Setahun setelah itu, pada masa libur panjang tahun ajaran baru saya tidak pulang ke Bukittinggi tetapi melawat ke Jakarta. Di sana banyak sanak famili, tetangga dan orang kampung. Ditemani seorang kawan, penduduk Jakarta sayapun liburan ke Jakarta. Dari Solo Balapan kami naik kereta api ekonomi ke Tasik Malaya. Sejak berangkat sampai di stasiun Tasik Malaya sering sekali kereta ini berhenti di stasiun yang dilewati. Di setiap perhentian ada saja penumpang tambahan. Maklum kereta ekonomi. Yang naik kadang bukan saja orang, juga hewan ternak. Jika bangku sudang penuh toiletpun bisa diisi penumpang.
Kami mampir satu malam di rumah guru kawan ini baru kemudian melanjutkan perjalanan dengan bisa ke Jakarta. Di Jakarta saya menginap satu malam di rumah kawan kemudian melanjutkan perjalanan mencari family di Jakarta.
Itulah petama kalinya saya berkunjung ke Jakarta, kota metropolitan kata orang, Jalanan macet, Bis-bis sesak. Jika terlambat naik terpaksa berdiri. Udara berdebu, Orang-orang semua sibuk. Lama juga mencari alamat famili yang beralamat di Matraman. Dari Senen kami berjalan kaki sampai ke Matraman. Tanya-tanya akhirnya sampai juga. Setelah sampai kawan itu berpamitan.

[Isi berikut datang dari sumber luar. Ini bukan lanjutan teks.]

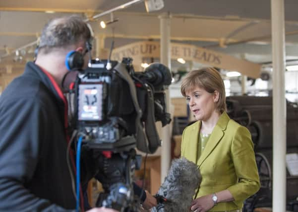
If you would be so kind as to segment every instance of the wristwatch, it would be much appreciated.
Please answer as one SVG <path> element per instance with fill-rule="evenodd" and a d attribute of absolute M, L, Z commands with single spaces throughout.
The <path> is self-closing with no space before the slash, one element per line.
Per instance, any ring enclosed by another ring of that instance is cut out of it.
<path fill-rule="evenodd" d="M 216 196 L 215 193 L 212 194 L 212 201 L 213 201 L 215 206 L 216 206 L 217 204 L 217 200 L 218 200 L 217 196 Z"/>

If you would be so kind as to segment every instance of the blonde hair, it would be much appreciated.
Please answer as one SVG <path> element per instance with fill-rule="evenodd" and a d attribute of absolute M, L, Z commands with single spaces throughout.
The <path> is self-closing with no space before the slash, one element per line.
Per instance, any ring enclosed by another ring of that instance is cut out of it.
<path fill-rule="evenodd" d="M 215 69 L 203 68 L 188 72 L 182 81 L 181 93 L 183 96 L 186 96 L 186 93 L 196 87 L 203 88 L 210 93 L 217 91 L 219 98 L 216 103 L 216 109 L 221 113 L 227 110 L 225 84 L 218 71 Z"/>

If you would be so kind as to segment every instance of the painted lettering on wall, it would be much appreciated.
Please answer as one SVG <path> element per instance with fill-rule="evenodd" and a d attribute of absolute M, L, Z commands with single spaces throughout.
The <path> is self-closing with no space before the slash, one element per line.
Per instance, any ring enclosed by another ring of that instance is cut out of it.
<path fill-rule="evenodd" d="M 158 42 L 139 42 L 116 49 L 112 53 L 112 60 L 120 61 L 123 57 L 134 57 L 159 58 L 160 45 Z M 195 60 L 202 63 L 221 64 L 220 55 L 192 46 L 171 44 L 171 58 L 182 58 L 184 60 Z"/>

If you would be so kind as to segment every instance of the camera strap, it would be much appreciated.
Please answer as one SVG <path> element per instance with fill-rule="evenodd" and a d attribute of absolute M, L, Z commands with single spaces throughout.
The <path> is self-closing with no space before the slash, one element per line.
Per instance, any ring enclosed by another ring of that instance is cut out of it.
<path fill-rule="evenodd" d="M 132 99 L 134 109 L 137 114 L 137 117 L 135 120 L 137 148 L 144 152 L 148 152 L 148 142 L 146 139 L 145 133 L 143 130 L 143 127 L 142 126 L 141 123 L 142 110 L 141 110 L 138 102 L 134 82 L 127 72 L 125 64 L 121 63 L 118 64 L 114 68 L 114 70 L 118 72 L 120 76 L 127 82 L 128 86 L 129 86 L 129 91 L 131 99 Z"/>

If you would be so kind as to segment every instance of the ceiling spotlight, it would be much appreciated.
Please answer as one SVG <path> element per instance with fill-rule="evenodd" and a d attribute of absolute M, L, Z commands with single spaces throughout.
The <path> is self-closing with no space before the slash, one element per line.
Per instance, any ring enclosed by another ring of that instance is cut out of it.
<path fill-rule="evenodd" d="M 145 7 L 147 12 L 159 10 L 164 7 L 163 0 L 145 0 Z"/>
<path fill-rule="evenodd" d="M 107 22 L 104 21 L 101 21 L 100 22 L 100 26 L 103 29 L 104 29 L 105 28 L 106 28 L 106 27 L 107 26 L 107 25 L 111 24 L 111 23 L 115 23 L 119 20 L 119 18 L 115 18 L 114 19 L 114 15 L 113 15 L 113 14 L 112 12 L 111 13 L 110 15 L 111 15 L 110 20 L 109 20 L 109 21 L 107 21 Z"/>
<path fill-rule="evenodd" d="M 229 77 L 233 77 L 234 76 L 239 76 L 241 75 L 241 73 L 238 71 L 229 71 L 226 74 L 227 76 Z"/>
<path fill-rule="evenodd" d="M 55 13 L 56 12 L 54 10 L 46 10 L 46 11 L 45 11 L 45 12 L 46 13 L 52 14 L 52 13 Z"/>
<path fill-rule="evenodd" d="M 183 58 L 178 58 L 177 59 L 177 61 L 182 64 L 184 64 L 185 63 L 185 61 L 184 61 Z"/>
<path fill-rule="evenodd" d="M 149 64 L 147 63 L 141 63 L 141 66 L 142 67 L 143 67 L 144 69 L 146 69 L 147 67 L 148 67 L 149 66 Z"/>
<path fill-rule="evenodd" d="M 106 28 L 106 26 L 107 26 L 106 23 L 104 21 L 101 21 L 100 22 L 100 27 L 101 28 L 102 28 L 103 29 L 104 29 L 105 28 Z"/>

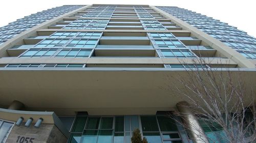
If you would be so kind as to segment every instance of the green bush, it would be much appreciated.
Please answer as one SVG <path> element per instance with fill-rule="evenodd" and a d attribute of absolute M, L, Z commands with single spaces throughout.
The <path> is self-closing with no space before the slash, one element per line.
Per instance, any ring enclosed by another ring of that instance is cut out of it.
<path fill-rule="evenodd" d="M 133 132 L 133 136 L 132 137 L 132 143 L 148 143 L 146 138 L 143 137 L 141 138 L 141 134 L 139 129 L 136 129 Z"/>

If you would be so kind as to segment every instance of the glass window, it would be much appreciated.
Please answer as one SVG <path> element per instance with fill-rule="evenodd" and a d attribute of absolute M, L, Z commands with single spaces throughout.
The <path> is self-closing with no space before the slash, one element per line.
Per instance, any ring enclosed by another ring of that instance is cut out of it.
<path fill-rule="evenodd" d="M 86 117 L 76 117 L 73 125 L 73 132 L 82 132 L 86 125 Z"/>
<path fill-rule="evenodd" d="M 59 119 L 61 121 L 68 131 L 70 131 L 75 119 L 75 117 L 59 117 Z"/>
<path fill-rule="evenodd" d="M 48 50 L 47 52 L 46 52 L 46 53 L 45 53 L 45 54 L 43 56 L 51 56 L 53 54 L 54 54 L 54 53 L 55 53 L 56 51 L 57 50 L 50 49 Z"/>
<path fill-rule="evenodd" d="M 67 56 L 75 56 L 79 52 L 78 50 L 72 49 L 67 55 Z"/>
<path fill-rule="evenodd" d="M 173 52 L 177 56 L 184 56 L 182 53 L 180 51 L 173 51 Z"/>
<path fill-rule="evenodd" d="M 116 133 L 114 136 L 114 143 L 123 143 L 124 137 L 123 133 Z"/>
<path fill-rule="evenodd" d="M 98 129 L 99 124 L 99 118 L 89 118 L 86 127 L 87 129 Z"/>
<path fill-rule="evenodd" d="M 97 43 L 97 41 L 96 40 L 89 40 L 86 43 L 87 44 L 95 44 Z"/>
<path fill-rule="evenodd" d="M 178 131 L 175 121 L 173 119 L 167 117 L 158 116 L 157 120 L 161 131 Z"/>
<path fill-rule="evenodd" d="M 158 131 L 156 116 L 141 116 L 141 126 L 144 131 Z"/>
<path fill-rule="evenodd" d="M 98 143 L 112 143 L 113 131 L 99 130 Z"/>
<path fill-rule="evenodd" d="M 77 143 L 80 142 L 82 136 L 81 133 L 72 133 L 70 134 L 70 136 L 69 138 L 70 143 Z"/>
<path fill-rule="evenodd" d="M 170 51 L 162 51 L 162 53 L 164 56 L 175 56 Z"/>
<path fill-rule="evenodd" d="M 115 132 L 123 132 L 123 117 L 116 117 L 115 124 Z"/>
<path fill-rule="evenodd" d="M 77 56 L 88 56 L 91 54 L 91 51 L 89 50 L 80 50 L 78 54 L 76 55 Z"/>
<path fill-rule="evenodd" d="M 102 118 L 100 122 L 100 129 L 106 129 L 113 128 L 113 118 Z"/>
<path fill-rule="evenodd" d="M 69 53 L 69 50 L 62 50 L 61 51 L 60 51 L 57 54 L 57 56 L 64 56 Z"/>
<path fill-rule="evenodd" d="M 98 130 L 85 130 L 82 136 L 82 143 L 97 143 Z"/>
<path fill-rule="evenodd" d="M 178 133 L 163 133 L 163 139 L 180 138 Z"/>
<path fill-rule="evenodd" d="M 47 50 L 40 50 L 38 52 L 34 55 L 35 56 L 40 56 L 45 54 L 47 51 Z"/>
<path fill-rule="evenodd" d="M 39 50 L 29 50 L 22 54 L 22 56 L 30 56 L 35 54 Z"/>
<path fill-rule="evenodd" d="M 136 129 L 139 128 L 139 121 L 138 116 L 131 116 L 131 122 L 132 131 L 134 131 Z"/>
<path fill-rule="evenodd" d="M 143 136 L 146 138 L 148 142 L 162 142 L 162 139 L 159 133 L 143 133 Z"/>

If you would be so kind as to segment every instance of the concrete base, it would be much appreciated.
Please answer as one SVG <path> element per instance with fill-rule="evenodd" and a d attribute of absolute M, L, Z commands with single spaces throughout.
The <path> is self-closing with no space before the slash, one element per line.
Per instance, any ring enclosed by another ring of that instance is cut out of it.
<path fill-rule="evenodd" d="M 14 126 L 6 140 L 7 143 L 66 143 L 67 138 L 54 124 L 42 124 L 39 128 L 32 124 L 29 128 Z"/>

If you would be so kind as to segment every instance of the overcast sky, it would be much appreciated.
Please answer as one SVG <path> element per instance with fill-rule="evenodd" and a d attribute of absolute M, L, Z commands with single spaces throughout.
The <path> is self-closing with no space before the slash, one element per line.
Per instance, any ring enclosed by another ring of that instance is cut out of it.
<path fill-rule="evenodd" d="M 177 6 L 220 20 L 256 37 L 255 0 L 6 0 L 0 5 L 0 27 L 32 13 L 63 5 L 143 4 Z"/>

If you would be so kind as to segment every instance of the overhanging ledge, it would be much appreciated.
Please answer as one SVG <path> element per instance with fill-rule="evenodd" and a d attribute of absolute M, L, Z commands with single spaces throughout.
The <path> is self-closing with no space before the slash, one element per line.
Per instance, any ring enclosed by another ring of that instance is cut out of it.
<path fill-rule="evenodd" d="M 22 111 L 0 108 L 0 115 L 2 119 L 13 122 L 16 122 L 20 117 L 23 117 L 24 121 L 33 118 L 33 123 L 35 123 L 41 118 L 44 119 L 44 124 L 54 124 L 67 138 L 69 137 L 69 131 L 54 112 Z"/>

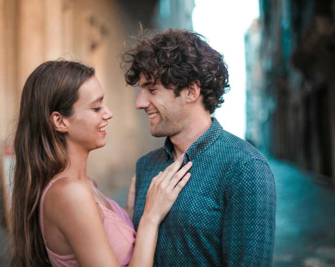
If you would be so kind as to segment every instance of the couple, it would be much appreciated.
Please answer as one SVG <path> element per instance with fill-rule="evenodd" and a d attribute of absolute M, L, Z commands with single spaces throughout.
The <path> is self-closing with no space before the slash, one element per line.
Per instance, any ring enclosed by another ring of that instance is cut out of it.
<path fill-rule="evenodd" d="M 168 29 L 142 32 L 122 58 L 164 147 L 137 161 L 126 212 L 86 172 L 113 117 L 94 69 L 37 67 L 14 143 L 11 266 L 270 266 L 271 170 L 210 117 L 229 88 L 222 56 L 196 33 Z"/>

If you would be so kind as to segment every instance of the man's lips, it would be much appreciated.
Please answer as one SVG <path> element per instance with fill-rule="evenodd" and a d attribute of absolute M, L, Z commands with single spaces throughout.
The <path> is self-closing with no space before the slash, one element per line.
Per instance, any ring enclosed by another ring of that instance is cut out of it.
<path fill-rule="evenodd" d="M 153 112 L 152 113 L 148 114 L 148 115 L 149 116 L 149 118 L 153 118 L 156 117 L 159 113 L 158 112 Z"/>

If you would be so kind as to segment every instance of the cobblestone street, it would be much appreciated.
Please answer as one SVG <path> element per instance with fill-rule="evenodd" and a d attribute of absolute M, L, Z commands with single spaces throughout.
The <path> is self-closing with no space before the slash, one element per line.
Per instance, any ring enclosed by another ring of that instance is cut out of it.
<path fill-rule="evenodd" d="M 335 267 L 335 191 L 290 164 L 267 158 L 277 198 L 272 267 Z M 111 197 L 125 207 L 127 193 Z"/>

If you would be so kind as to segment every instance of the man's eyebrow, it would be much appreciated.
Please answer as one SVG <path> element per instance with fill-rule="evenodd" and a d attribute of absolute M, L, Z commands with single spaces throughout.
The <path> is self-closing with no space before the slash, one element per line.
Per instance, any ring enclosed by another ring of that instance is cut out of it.
<path fill-rule="evenodd" d="M 89 103 L 89 104 L 91 105 L 91 104 L 93 104 L 93 103 L 95 103 L 96 102 L 98 102 L 98 101 L 100 102 L 100 101 L 101 101 L 101 100 L 102 100 L 103 99 L 104 96 L 104 94 L 103 96 L 102 96 L 102 97 L 97 97 L 96 99 L 95 99 L 94 100 L 93 100 L 92 102 L 91 102 Z"/>

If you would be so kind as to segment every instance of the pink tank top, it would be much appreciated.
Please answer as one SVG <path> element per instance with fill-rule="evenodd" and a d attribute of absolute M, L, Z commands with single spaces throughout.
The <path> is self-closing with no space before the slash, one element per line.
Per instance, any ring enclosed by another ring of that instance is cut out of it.
<path fill-rule="evenodd" d="M 40 203 L 40 225 L 43 242 L 47 249 L 49 260 L 53 267 L 80 267 L 74 254 L 58 255 L 51 251 L 47 246 L 44 237 L 43 227 L 43 202 L 46 193 L 55 181 L 62 177 L 52 180 L 49 182 L 44 190 Z M 127 266 L 133 254 L 136 232 L 133 222 L 128 214 L 114 200 L 106 198 L 113 211 L 96 201 L 103 213 L 103 228 L 106 232 L 109 243 L 121 266 Z"/>

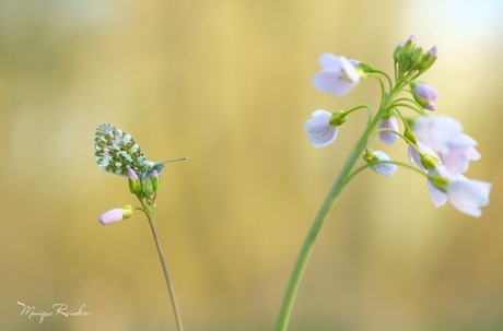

Di Jakarta saya manfaatkan waktu melawat sanak saudara, berkeliling-keliling ibu kota. Masuk toko keluar toko; masuk mall keluar mall; masuk toko buku keluar toko buku; berkunjung ke Monas dan tempat-tempat penting lainnya. Di Kwitang Senen ada masjid Mas Agung. Di atasnya ada toko buku besar. Di sekitar kwitang banyak pedagang buku baik bertoko maupun kaki lima. Kata orang buku-buku di sini murah-murah. Di sinilah biasanya mahasiswa mencari buku. Saya sempat pula membeli kitab di toko Mas Agung. Di antaranya kitab “ Arruh” karangan Ibnu Qayyim al- Jauziyyah.
Saya sering naik turun bis kota dan Angkot. Di sinilah saya cobakan mantera yang pernah diajarkan Pak Adang dulu sebelum berangkat ke Jawa. Saya cobakan mantera supaya kenek bis tidak melihat saya sehingga gratis naik bis. Cara cobalah beberapa kali. Ternyata manjur. Kenek tidak menagih ongkos, padahal waktu itu ongkos masih Rp. 100,- ke mana pergi. Saya tidak tahu persis apakah mantera yang manjur atau memang kenek itu tidak biasa memaksa penumpang membayar jika penumpang yang dilewati cuek saja. Mungkin dia mengira orang itu sudah bayar.Yang jelas, beberapa kali naik bis saya tidak bayar.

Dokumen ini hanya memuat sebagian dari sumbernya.